Le fonds de stabilité financière de l’UEMOA, un pilier essentiel du bon fonctionnement de l’économie de la zone (économiste)
Le fonds de stabilité financière de l’UEMOA, un pilier essentiel du bon fonctionnement de l’économie de la zone (économiste)

SENEGAL-AFRIQUE-ECONOMIE

Dakar, 4 août (APS) – L’Union économique et monétaire ouest-africaine (UEMOA) a activé son fonds de stabilité financière (FSF), que l’économiste sénégalais Serigne Momar Seck considère comme ‘’un pilier essentiel’’ du bon fonctionnement des économies des pays membres de cette organisation.

Le Conseil des ministres de l’UEMOA a procédé à la mise en place officielle du FSF, lors d’une réunion qui a eu lieu début juillet dernier à Ouagadougou, rapporte l’agence d’information économique et financière Ecofin, sur la base d’une note de la Banque centrale des États de l’Afrique de l’Ouest, que partagent les huit pays de ladite union monétaire.

Ecofin explique que le fonds de stabilité financière va servir à renforcer la prévention et la gestion des risques financiers auxquels pourraient être confrontés les États membres de l’UEMOA.

Le FSF, avec un fonds initial de 383 milliards de francs CFA, permettra aux États membres de cette union monétaire d’anticiper et de contenir les crises susceptibles de menacer la stabilité financière de la zone, en leur fournissant une assistance d’urgence lorsque survient un risque de défaut de paiement.

‘’Un fonds de stabilité financière est un pilier essentiel pour le bon fonctionnement d’une union monétaire. Il permet d’apporter un soutien financier temporaire aux États membres confrontés à des difficultés économiques ou budgétaires, d’éviter qu’une crise survenue dans un pays ne se propage à l’ensemble de la zone monétaire et de renforcer la confiance des investisseurs dans la monnaie commune’’, a expliqué Serigne Momar Seck à l’APS.

Économiste en chef à l’Agence monétaire de l’Afrique de l’Ouest (AMAO), une institution spécialisée de la CEDEAO basée à Freetown, en Sierra Leone, M. Seck relève ‘’l’importance de disposer d’un tel mécanisme de solidarité pour préserver la stabilité de l’union monétaire’’.

D’après lui, les pays membres de la Communauté économique des États de l’Afrique de l’Ouest travaillent, depuis 2021, à la mise en place d’un fonds de solidarité et de stabilisation de la CEDEAO (FSSC).

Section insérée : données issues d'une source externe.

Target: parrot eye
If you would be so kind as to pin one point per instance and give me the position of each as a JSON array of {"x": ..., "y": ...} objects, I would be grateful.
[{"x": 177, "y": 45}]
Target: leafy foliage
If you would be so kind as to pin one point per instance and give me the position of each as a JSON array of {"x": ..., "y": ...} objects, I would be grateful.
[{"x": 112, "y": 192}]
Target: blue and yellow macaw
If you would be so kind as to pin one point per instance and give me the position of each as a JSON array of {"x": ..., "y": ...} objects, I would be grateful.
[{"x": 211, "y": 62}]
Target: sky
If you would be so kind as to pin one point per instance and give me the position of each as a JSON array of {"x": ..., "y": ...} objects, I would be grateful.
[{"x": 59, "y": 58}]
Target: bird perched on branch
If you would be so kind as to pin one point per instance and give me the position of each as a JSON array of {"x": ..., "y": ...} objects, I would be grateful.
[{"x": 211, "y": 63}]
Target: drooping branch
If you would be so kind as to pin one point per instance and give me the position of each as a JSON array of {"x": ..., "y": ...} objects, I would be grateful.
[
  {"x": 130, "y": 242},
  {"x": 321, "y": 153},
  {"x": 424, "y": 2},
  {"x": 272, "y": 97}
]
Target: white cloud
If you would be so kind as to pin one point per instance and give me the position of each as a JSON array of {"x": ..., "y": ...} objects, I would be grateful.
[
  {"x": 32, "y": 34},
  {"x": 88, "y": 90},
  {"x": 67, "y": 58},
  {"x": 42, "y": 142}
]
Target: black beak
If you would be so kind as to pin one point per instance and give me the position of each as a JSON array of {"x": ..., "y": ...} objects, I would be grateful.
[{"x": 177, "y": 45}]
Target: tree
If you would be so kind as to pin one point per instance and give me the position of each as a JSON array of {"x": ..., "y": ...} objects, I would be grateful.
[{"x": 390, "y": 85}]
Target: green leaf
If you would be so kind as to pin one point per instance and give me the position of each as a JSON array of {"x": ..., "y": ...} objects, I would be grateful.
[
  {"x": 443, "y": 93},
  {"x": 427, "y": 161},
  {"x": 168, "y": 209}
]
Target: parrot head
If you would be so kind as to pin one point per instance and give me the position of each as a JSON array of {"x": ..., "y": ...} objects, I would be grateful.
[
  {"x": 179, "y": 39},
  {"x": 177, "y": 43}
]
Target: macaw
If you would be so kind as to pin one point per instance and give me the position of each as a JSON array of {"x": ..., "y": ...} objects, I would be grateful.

Un mécanisme de solidarité financière

Le comité d’experts chargé de ce projet a approuvé, en 2023, le montant du FSSC. Il a ensuite validé, en 2025, son cadre juridique et réglementaire.

‘’Les travaux se poursuivent actuellement sur l’évaluation des candidatures en vue de la sélection du pays devant accueillir le siège du FSSC’’, a signalé Serigne Momar Seck.

Il rappelle que la CEDEAO dispose déjà d’un mécanisme de solidarité financière, dont la mission est différente de celle du fonds de solidarité et de stabilisation en cours de création.

‘’À travers ses institutions financières régionales, notamment la Banque d’investissement et de développement de la CEDEAO et différents dispositifs d’appui aux États membres, l’organisation a déjà contribué à financer des programmes de soutien économique, des infrastructures et des réponses à certaines crises nationales’’, a observé l’économiste en poste à l’AMAO.

‘’Cependant, ces instruments n’ont pas été conçus comme un véritable fonds de sauvetage destiné à secourir un État confronté à une crise budgétaire ou financière majeure. Ils jouent davantage un rôle de financement du développement que de stabilisation macroéconomique’’, a-t-il précisé.

M. Seck tient à signaler qu’‘’il n’existe pas d’exemple clairement identifié où la CEDEAO aurait évité à elle seule la faillite d’un État membre, grâce à un mécanisme comparable aux fonds de stabilité mis en place dans d’autres unions monétaires’’.

‘’Les difficultés rencontrées par certains pays de la région ont généralement été prises en charge à l’aide d’une combinaison de mesures nationales et de partenaires extérieurs tels que le Fonds monétaire international, la Banque mondiale, la Banque africaine de développement ou les marchés financiers’’, a-t-il expliqué.